NI’s Role in Autonomous Driving Testing & Validation

When it comes to handing full control from human drivers to a car or truck, failure truly isn’t an option. Autonomous driving test and validation, including a focus on scenario simulation, is necessary to bring self-driving vehicles to market. NI’s hardware-in-the-loop (HIL) testing is used for evaluating LiDAR, radar, cameras, and associated vehicle sensors and electronics. Work is already well underway with companies like Jaguar Land Rover, which has partnered with NI to address myriad challenges.

Since autonomous driving sits at the intersection of automotive design and technology, success often means collaboration with many companies. Self-driving or ADAS capabilities require a constellation of semiconductors to work—more than needed in traditional cars and trucks. This has led microchip suppliers, OEMs, and Tier 1 partners to rethink semiconductor supply chains and test frameworks to ensure their efforts are scalable and effective. 

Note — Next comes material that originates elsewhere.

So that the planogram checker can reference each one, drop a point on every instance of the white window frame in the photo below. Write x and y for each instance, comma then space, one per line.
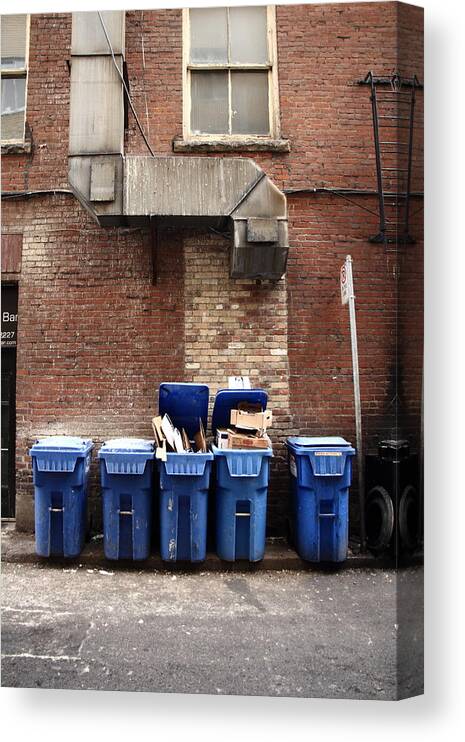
273, 86
20, 72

As we advance into the era of electrification and heightened ADAS/AD features, the role of semiconductors in reshaping the automotive landscape becomes increasingly pronounced, necessitating ongoing innovation and cooperation among multiple stakeholders to meet evolving business, regulatory, safety, and customer expectations. This collaboration will ultimately hasten the day when humans can take their eyes off the road and enjoy a safe drive across town or from one end of the country to the other.